AZD7507 is a CSF-1R inhibitor with an IC50 of 32 nM. AZD7507 has antitumor activity.

Nav1.5:26 μM, ERG (human):>30 μM, CSF1R:32 nM

AZD7507 inhibits the proliferation of 3T3 cells engineered to express CSF-1R and stimulated with CSF-1. It shows inhibitory activity against hERG and NaV1.5, with IC50s of >30 and 26 μM[1].

Xenografted mice were given liposomal clodronate (Lipclod) to selectively deplete phagocytic macrophages; AZD7507 to inhibit the activation of CSF receptor 1 (CSFR1), thereby preventing monocyte differentiation into macrophages; or appropriate vehicle alone[2]. In Lipclod-, GW2580-, and AZD7507-treated mice, we observed a significant decrease the number of CD68+ macrophages in the xenografted.
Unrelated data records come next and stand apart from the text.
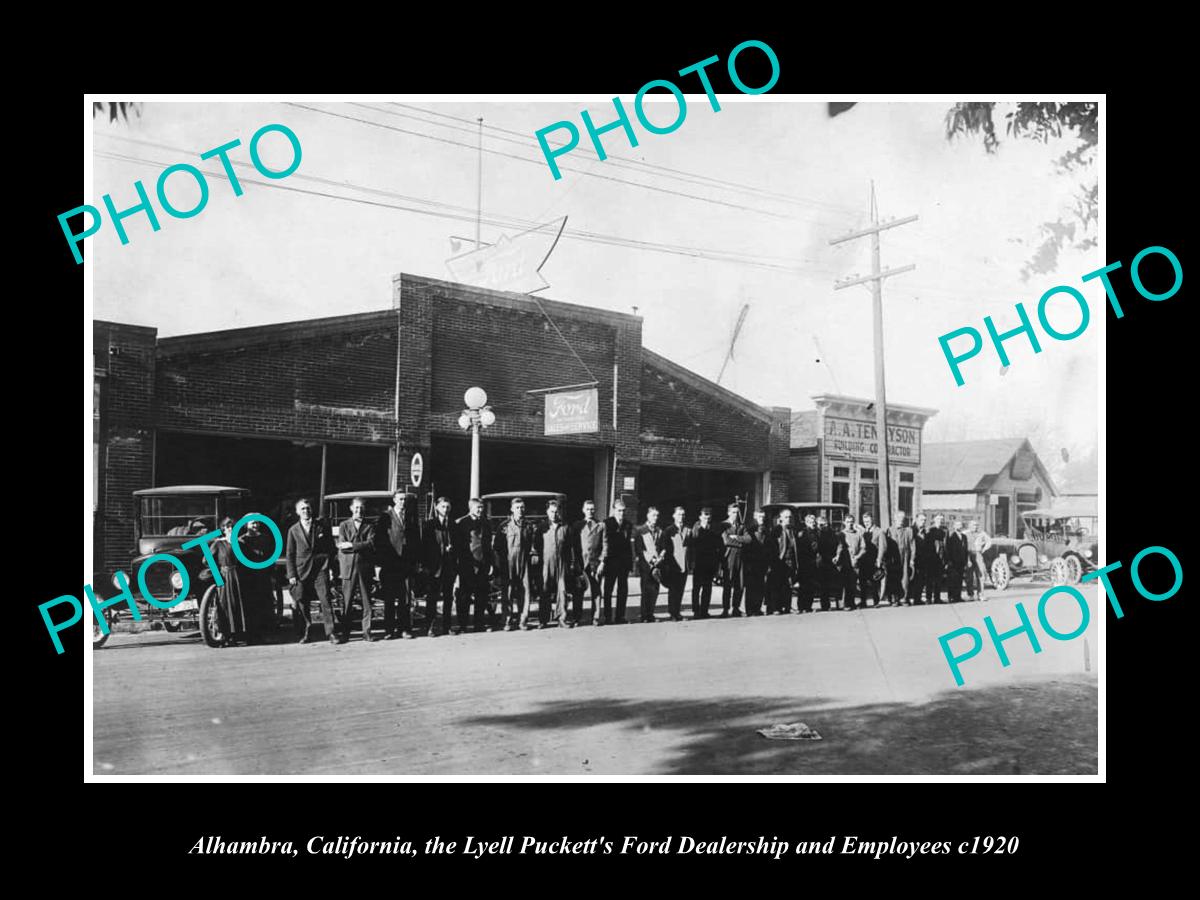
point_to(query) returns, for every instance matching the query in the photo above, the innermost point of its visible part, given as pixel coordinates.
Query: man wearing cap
(619, 563)
(736, 539)
(474, 545)
(556, 565)
(591, 546)
(677, 563)
(397, 549)
(309, 549)
(706, 562)
(517, 541)
(441, 565)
Mice with CC-LP-1 and SNU-1079, but not WITT-1, xenografts demonstrated both reduced tumor volume and mass after treatment with Lipclod, GW2580, and AZD7507. Furthermore, of the 8 SNU-1079 xenografts that were palpable at 3 weeks, only 4 from the GW2580 group and 6 from the AZD7507 group were large enough to recover at week 6, as they were no longer palpable and too small to detect. In the CC-LP-1 group, only 3 of the 8 tumors were detectable at 6 weeks. (In the WITT-1 line, 7 xenografts were recovered from the GW2580 and 8 from the AZD7507 group.) Depletion of macrophages using Lipclod, GW2580, or AZD7507 in all 3 xenografted lines resulted in a reduction in murine Wnt7b expression at the mRNA level[2].